La seconda notizia di ieri è stata quella che abbiamo di poco anticipato sul post sempre di ieri: novità in vista per RAI Way? Oggi La Stampa titola (per l’ennesima volta): “Rispunta la fusione delle torri tv 150 milioni da Rai Way-Ei Towers”. I segnali erano, e sono, nell’aria da tempo: il Governo deve raschiare il fondo del barile per trovare soldi dovunque essi siano per compensare le minori risorse destinate a RAI a causa della riduzione del canone e a RAI Way i soldi ci sono e tanti pure. Ce ne sono tanti anzitutto per gli azionisti che si spartiscono lauti dividendi grazie pure al generoso contratto di servizio tra Rai e la sua quotata del valore di circa 200 mln di euro per anno. Ce ne potrebbero essere tanti per Ei Towers che dall’operazione ne trae indubbi vantaggi. Infine, ce ne potrebbero essere pure tanti per Viale Mazzini: “Portare nelle casse della Rai (quindi dello Stato) una cifra tra 100 e 150 milioni”. Sono anni che se ne parla senza fare un passo avanti. Chissà se questa volta il Governo ce la potrà fare? Forse si, tanto nessuno se ne accorge (vedi TIM).
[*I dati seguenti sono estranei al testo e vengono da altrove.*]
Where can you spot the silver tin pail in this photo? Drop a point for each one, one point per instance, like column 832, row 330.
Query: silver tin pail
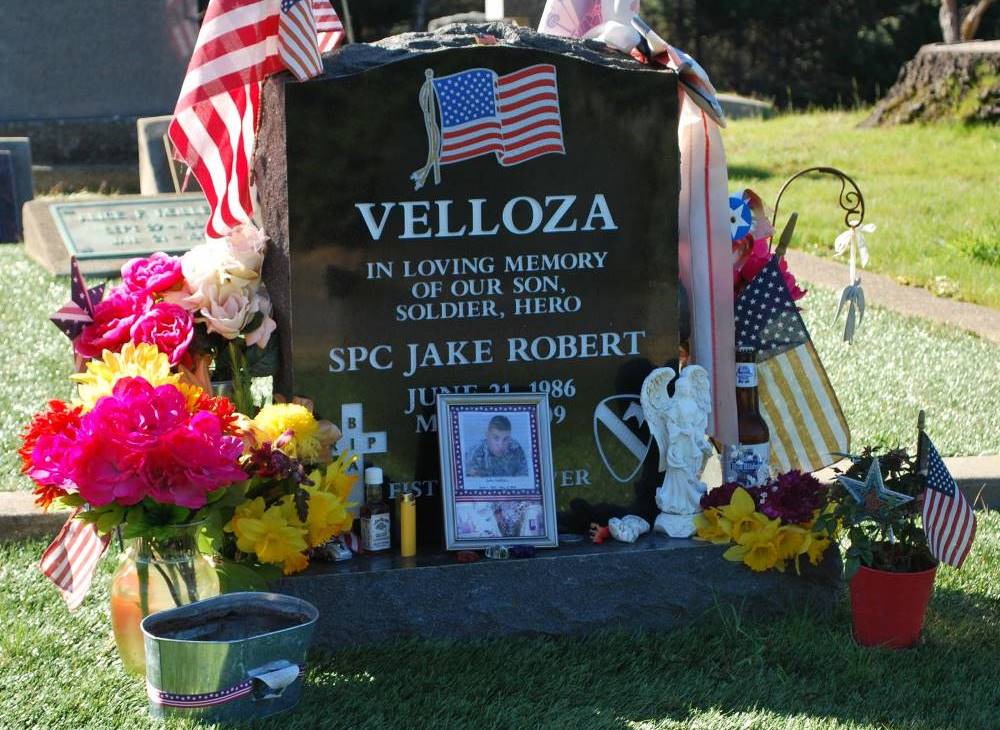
column 238, row 656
Infine, da segnalare ieri sera la trasmissione di RAI Tre sull’orlo di una crisi di nervi: ha raccolto il solito ascolti da prefisso telefonico con poco più del 2% e, per sostenere questa deriva, ha invitato in studio nientepopodimenoche Sigfrido Ranucci. Ci mancherebbe, a tutto vantaggio di quel poco di buono che la RAI riesce a proporre sul giornalismo d’inchiesta ma forse, per quella trasmissione e per quella rete, occorre qualcosa di più.
bloggorai@gmail.com
PS. a quanto ci risulta, la scadenza del prossimo 10 gennaio per la transizione di un MUX RAI al DVB-T2 sarebbe rinviata, forse a giugno. Inutile sperare in un trattamento simmetrico con Mediaset. La prevista perdita di pubblico avverrà non in inverno ma all'inizio dell'estate. Consoliamoci!